Atualizado em 15/11/2021 às 14:03

Lucas Prates / N/A

“A oscilação de humor diária não é depressão, é o ciclo normal da vida. Todos temos alegrias e tristezas”, ressalta o médico psiquiatra Roberto Lúcio Vieira de Souza

Aos 40 anos, a dentista Maria do Carmo Santos Freitas, hoje com 57, acreditava não ter mais motivos para viver. O então marido dizia com frequência que ela, mãe de seus dois filhos, era a pior mulher do mundo.

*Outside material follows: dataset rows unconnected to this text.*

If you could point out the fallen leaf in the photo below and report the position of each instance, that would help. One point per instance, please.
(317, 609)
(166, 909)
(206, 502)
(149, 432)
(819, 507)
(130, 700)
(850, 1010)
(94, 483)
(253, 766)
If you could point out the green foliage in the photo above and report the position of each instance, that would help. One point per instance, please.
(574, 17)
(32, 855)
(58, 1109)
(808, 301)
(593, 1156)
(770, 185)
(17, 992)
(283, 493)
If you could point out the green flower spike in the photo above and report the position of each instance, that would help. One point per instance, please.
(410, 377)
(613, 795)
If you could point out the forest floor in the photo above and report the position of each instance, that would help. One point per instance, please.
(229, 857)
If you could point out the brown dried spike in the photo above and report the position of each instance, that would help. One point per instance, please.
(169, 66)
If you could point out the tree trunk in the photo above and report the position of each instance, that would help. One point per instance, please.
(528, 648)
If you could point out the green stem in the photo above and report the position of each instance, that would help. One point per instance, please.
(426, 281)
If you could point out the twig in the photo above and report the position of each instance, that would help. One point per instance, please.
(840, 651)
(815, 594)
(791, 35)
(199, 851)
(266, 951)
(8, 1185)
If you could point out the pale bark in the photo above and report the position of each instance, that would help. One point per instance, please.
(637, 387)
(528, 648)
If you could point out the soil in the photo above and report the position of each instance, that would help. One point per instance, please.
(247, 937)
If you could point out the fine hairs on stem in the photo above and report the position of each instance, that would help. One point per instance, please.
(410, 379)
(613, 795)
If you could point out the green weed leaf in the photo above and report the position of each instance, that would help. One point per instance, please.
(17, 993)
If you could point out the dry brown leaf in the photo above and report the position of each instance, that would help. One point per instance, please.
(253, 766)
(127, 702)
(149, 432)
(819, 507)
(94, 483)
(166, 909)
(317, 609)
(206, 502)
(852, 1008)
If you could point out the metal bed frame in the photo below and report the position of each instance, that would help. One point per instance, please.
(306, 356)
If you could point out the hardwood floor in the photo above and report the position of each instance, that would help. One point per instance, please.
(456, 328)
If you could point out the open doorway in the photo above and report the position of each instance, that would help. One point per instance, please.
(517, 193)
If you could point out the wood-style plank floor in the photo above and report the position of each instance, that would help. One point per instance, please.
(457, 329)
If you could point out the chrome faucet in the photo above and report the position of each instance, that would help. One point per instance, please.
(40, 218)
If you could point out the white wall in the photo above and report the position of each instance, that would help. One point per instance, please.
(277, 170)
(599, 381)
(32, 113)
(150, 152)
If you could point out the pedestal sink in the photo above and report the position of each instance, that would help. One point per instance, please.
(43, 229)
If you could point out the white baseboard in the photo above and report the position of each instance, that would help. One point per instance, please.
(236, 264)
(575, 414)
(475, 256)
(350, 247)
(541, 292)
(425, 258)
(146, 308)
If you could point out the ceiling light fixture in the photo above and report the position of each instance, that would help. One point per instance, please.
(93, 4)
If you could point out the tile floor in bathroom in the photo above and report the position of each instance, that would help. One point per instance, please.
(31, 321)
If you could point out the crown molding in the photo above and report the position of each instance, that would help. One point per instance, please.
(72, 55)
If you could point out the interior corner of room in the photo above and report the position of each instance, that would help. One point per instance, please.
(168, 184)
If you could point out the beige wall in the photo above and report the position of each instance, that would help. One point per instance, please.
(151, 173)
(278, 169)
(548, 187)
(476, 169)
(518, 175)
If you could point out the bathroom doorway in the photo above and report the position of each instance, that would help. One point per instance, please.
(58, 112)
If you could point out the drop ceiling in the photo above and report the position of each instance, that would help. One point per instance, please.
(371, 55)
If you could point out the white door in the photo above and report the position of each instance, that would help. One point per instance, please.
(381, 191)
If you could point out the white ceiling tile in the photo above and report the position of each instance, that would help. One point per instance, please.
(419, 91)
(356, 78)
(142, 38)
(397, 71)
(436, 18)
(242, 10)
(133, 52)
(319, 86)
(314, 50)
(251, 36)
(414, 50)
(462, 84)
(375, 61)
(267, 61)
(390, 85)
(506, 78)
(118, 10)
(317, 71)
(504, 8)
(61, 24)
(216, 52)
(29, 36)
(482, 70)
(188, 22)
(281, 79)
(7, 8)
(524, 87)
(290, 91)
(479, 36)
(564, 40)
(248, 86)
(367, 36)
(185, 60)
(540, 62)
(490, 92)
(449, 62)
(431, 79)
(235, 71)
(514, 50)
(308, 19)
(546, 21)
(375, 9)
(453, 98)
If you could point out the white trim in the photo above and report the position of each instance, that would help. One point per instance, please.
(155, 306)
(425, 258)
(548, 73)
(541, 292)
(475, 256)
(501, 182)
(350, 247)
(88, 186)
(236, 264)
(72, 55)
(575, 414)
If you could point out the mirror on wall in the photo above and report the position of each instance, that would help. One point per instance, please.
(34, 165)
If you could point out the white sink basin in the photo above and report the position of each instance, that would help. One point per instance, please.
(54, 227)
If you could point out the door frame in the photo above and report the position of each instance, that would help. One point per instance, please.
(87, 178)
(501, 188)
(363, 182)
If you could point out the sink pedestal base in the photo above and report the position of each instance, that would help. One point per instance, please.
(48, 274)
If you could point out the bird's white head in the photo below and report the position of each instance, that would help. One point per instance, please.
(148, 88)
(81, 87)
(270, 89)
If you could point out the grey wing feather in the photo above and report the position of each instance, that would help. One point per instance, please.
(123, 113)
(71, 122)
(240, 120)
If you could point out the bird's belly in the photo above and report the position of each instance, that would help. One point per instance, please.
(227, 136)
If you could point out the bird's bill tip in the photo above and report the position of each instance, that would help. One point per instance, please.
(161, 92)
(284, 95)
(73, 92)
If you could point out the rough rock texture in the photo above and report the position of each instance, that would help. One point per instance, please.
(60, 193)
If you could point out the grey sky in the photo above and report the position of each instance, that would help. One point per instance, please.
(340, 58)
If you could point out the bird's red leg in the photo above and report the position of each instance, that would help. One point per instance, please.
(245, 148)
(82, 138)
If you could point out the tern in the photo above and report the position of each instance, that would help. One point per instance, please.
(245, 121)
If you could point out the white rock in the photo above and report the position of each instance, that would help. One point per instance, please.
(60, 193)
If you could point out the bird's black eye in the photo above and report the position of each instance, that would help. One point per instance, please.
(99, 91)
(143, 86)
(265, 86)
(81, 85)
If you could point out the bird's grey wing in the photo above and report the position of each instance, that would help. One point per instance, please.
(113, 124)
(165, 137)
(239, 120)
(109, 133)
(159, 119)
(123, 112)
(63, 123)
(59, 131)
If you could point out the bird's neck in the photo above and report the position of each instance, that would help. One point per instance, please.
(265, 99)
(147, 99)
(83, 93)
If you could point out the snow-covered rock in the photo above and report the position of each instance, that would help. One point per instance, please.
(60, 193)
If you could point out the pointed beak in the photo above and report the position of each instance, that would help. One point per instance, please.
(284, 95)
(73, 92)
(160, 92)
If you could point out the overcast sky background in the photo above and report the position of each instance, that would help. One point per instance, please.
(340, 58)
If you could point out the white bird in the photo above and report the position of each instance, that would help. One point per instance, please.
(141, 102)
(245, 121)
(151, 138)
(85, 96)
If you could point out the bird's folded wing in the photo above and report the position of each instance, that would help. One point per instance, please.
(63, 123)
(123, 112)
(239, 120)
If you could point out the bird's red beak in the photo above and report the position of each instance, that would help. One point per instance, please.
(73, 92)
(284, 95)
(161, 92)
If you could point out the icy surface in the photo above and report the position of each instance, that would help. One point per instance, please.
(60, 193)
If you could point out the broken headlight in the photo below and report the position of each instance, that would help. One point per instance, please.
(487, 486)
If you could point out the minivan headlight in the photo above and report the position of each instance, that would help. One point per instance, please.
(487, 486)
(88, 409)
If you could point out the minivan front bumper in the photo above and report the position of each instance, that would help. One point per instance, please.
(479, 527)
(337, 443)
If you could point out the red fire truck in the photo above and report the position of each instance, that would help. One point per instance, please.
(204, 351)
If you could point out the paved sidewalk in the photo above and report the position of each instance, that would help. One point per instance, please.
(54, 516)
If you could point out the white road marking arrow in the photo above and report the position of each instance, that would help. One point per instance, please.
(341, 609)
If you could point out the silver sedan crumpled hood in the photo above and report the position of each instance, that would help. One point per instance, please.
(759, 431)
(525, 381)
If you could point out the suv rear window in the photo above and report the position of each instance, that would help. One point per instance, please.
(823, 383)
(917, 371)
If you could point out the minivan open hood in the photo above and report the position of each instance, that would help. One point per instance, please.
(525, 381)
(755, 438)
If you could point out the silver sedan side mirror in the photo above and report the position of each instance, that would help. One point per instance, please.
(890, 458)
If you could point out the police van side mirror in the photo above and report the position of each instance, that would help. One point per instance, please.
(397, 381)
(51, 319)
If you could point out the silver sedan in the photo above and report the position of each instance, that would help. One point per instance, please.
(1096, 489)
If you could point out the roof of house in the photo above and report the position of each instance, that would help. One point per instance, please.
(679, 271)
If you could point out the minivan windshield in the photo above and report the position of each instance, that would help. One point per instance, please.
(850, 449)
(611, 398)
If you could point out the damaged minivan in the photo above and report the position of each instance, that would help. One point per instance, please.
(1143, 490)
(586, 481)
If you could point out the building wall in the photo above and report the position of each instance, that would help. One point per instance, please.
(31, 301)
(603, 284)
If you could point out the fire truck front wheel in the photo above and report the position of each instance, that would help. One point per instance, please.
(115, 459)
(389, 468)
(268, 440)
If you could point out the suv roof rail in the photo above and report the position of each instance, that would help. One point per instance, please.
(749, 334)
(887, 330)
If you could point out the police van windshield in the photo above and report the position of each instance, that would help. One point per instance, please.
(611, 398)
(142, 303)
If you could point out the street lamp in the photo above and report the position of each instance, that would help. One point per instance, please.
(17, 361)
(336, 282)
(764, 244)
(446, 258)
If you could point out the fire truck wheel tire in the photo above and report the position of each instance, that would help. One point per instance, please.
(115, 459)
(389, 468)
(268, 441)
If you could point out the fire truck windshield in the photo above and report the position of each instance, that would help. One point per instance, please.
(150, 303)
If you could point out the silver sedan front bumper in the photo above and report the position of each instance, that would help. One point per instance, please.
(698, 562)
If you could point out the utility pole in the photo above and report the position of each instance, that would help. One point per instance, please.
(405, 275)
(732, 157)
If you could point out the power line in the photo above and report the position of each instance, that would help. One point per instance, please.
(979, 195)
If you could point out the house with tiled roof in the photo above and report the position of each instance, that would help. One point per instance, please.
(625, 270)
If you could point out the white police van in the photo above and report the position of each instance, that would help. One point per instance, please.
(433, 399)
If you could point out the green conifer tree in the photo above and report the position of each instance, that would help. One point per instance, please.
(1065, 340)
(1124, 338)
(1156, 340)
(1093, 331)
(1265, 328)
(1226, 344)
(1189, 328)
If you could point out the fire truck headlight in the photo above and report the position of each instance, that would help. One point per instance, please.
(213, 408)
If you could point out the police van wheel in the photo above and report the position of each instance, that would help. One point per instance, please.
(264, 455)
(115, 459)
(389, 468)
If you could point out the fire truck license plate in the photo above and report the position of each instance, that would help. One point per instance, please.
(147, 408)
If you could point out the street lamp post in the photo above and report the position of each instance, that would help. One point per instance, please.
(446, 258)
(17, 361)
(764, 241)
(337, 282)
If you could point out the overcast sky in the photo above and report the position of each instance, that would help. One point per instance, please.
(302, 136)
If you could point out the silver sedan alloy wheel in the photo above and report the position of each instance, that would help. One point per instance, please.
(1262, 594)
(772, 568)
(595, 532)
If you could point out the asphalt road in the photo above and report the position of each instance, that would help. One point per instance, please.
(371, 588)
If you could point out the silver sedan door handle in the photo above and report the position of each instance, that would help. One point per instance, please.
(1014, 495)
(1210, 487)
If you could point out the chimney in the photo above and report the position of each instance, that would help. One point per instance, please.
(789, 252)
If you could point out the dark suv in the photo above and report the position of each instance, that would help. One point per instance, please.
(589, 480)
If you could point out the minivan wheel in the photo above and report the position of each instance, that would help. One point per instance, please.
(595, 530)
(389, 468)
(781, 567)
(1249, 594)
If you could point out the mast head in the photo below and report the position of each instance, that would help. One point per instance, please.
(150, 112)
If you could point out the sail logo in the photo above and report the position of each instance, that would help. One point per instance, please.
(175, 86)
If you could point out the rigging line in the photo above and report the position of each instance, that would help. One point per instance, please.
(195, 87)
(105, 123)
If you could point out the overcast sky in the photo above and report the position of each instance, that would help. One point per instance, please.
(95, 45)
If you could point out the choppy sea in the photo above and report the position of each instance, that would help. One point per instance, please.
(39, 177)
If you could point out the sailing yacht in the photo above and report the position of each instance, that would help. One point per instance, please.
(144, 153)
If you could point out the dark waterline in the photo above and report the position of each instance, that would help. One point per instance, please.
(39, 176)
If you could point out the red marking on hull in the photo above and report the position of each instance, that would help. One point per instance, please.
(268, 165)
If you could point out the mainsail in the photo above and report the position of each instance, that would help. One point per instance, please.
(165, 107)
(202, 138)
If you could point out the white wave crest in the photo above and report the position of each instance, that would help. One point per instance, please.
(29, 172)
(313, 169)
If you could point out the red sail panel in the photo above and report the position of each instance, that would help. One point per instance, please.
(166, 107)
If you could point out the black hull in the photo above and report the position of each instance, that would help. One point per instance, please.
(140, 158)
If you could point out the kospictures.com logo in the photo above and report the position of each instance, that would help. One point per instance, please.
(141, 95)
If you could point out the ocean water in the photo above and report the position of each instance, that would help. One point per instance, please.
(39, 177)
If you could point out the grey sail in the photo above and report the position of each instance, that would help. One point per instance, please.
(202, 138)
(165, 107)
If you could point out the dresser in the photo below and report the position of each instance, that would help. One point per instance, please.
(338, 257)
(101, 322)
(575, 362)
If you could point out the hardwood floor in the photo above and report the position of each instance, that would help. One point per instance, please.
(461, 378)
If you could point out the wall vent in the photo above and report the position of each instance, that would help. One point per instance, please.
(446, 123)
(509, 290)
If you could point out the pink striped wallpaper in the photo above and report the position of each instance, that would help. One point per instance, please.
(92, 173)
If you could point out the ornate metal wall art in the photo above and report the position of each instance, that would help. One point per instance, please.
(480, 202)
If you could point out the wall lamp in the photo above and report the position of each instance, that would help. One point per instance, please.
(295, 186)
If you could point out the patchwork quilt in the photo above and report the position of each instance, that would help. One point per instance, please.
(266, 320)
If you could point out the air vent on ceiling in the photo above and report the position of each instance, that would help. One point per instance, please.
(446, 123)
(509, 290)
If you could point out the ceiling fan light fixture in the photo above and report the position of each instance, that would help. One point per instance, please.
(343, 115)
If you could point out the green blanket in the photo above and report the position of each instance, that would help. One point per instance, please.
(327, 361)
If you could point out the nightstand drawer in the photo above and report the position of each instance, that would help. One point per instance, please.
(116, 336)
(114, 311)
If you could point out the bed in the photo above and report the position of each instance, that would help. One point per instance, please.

“Ele dizia tanto que comecei a admitir ser a pior mãe, esposa, amante, dentista... Só pensava em morrer”, conta. 

“Eu não dormia entre 3h e 5h da manhã e foi só piorando. De madrugada, quando eu acordava, sentia tanta angústia que pedia para o mundo acabar. Então, houve uma situação tensa que foi um gatilho para que o que eu tinha de forças acabasse. Eu só chorava”Isabela SoaresArquiteta, 42 anos

O pensamento de que a vida havia acabado ali, levou Maria do Carmo a tentar suicídio por quatro vezes, três delas com excesso de remédios e a última cortando os próprios pulsos com um estilete.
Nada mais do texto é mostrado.